You and I, like to be reassured that George Orwell's "all men are born equal, but some are more equal than others" is anathema to EOTC's Holy Synod. We would also like to be reassured that we all are equal not only before God, but before the Holy Synod too. On the other hand, if the Holy-Spirit-Guided-Holy-Synod reaches a no-nonsense Directive and goes ahead with the removal of Patriarch Paulos's statute on grounds that the presence in any church of statutes of the living and the dead contravene EOTC's Cannonical Directives, then we ask for similar measures to be taken on all statutes in every nook and cranny of Ethiopia. If, on the other hand the Holy Synod Directive is meant to only apply to Patriarch Paulos' statute, then we take it to mean that the Holy Synod has declared war on our conscience. Are we going to violate our concience and say "Amen" to an unfair and hypocritical Directive? Or, are we going to appeal to the Holy Synod to review the Directives by taking into account the presence of all statutes. We would be asking: "What makes Abune Baslios' 3D statute which he, himself, had commissioned 8 years before his death, and which stands in the sanctoum of a church permissable to the Holy Synod, and what makes Abune Paulos' 3D statute which is a gift from his admirers, and which stands outside the precinct of a church anathema to the Holy Synod?"

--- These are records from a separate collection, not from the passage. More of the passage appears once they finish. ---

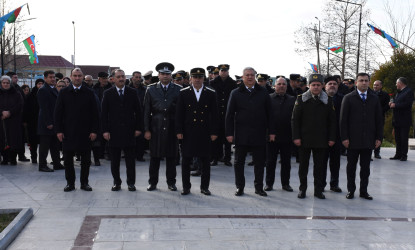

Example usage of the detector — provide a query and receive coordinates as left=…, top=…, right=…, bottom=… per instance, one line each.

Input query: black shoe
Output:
left=282, top=185, right=294, bottom=192
left=39, top=166, right=53, bottom=172
left=190, top=170, right=202, bottom=176
left=147, top=184, right=157, bottom=191
left=346, top=192, right=354, bottom=200
left=330, top=186, right=342, bottom=193
left=181, top=188, right=190, bottom=195
left=359, top=193, right=373, bottom=200
left=111, top=184, right=121, bottom=191
left=19, top=156, right=30, bottom=162
left=200, top=188, right=212, bottom=195
left=235, top=188, right=244, bottom=196
left=53, top=164, right=65, bottom=170
left=255, top=189, right=268, bottom=196
left=223, top=161, right=232, bottom=167
left=389, top=155, right=402, bottom=160
left=63, top=184, right=75, bottom=192
left=81, top=184, right=92, bottom=191
left=167, top=184, right=177, bottom=191
left=314, top=192, right=326, bottom=200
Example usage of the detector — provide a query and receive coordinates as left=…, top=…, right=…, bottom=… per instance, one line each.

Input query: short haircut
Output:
left=43, top=70, right=55, bottom=77
left=0, top=75, right=12, bottom=83
left=242, top=67, right=257, bottom=75
left=398, top=77, right=408, bottom=86
left=356, top=72, right=370, bottom=80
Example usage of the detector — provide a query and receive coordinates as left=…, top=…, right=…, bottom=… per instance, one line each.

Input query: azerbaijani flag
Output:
left=309, top=63, right=318, bottom=73
left=327, top=46, right=343, bottom=54
left=0, top=5, right=24, bottom=35
left=367, top=23, right=399, bottom=48
left=23, top=35, right=39, bottom=64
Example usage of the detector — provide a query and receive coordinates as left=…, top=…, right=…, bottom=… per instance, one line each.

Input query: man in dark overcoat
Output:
left=210, top=64, right=237, bottom=167
left=292, top=74, right=336, bottom=199
left=144, top=62, right=181, bottom=191
left=389, top=77, right=414, bottom=161
left=225, top=67, right=275, bottom=196
left=101, top=69, right=142, bottom=191
left=37, top=70, right=64, bottom=172
left=340, top=73, right=383, bottom=200
left=55, top=68, right=99, bottom=192
left=176, top=68, right=219, bottom=195
left=264, top=77, right=295, bottom=192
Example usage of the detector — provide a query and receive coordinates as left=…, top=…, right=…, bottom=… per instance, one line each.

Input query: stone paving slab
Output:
left=0, top=148, right=415, bottom=250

How fair is a Holy Synod Directive while on the one hand calls for the dismantling of Patriarch Paulos' billboards from church compounds, and on the other leaves fresco paintings of the former King in church interiors intact? EOTC has never been and will never be the Church of Haile Selassie - a gulf which separates EOTC with the Rasta movement. Haile Selassie is not a cannonised saint of EOTC, nor does his claim to be the "255th direct decsendent of the union of King Solomon and Queen of Sheba," makes him anymore divine than poor souls like you and me. Any attempt to equate Haile Selassie' image on church interiors with those icons of recognized Saints is by itself an attack on the Faith of EOTC. It is an undeniable fact that up to 1974, we all responded "Amen" when, a Holy Synod-sanctioned prayer called for "God to place under the crushing feet of Haile Selassie all his enemies." What a falacy! Where in the Bible or EOTC's Canon Law does it state "Opposing Haile Selassie is opposing God." That was then, today no Ethio-Ortho-Tewahedo is prepared to accept Holy Synod Directives which are unfair and hypocritical. Moreover, you have to accept that the question of Patriarch Paulos' statute has inadvertently opened the Pandora's Box within EOTC. Suffocating dissent of a Holy Synod Directive done in haste and with intent to damage the good name of the Holy Father, cannot possibly be an answer to the dilema we are facing now.

We, the silent majority, expect from the Holy Synod, nothing less than the judgment of Solomon in the case of People vs 'The Demolition Squad'.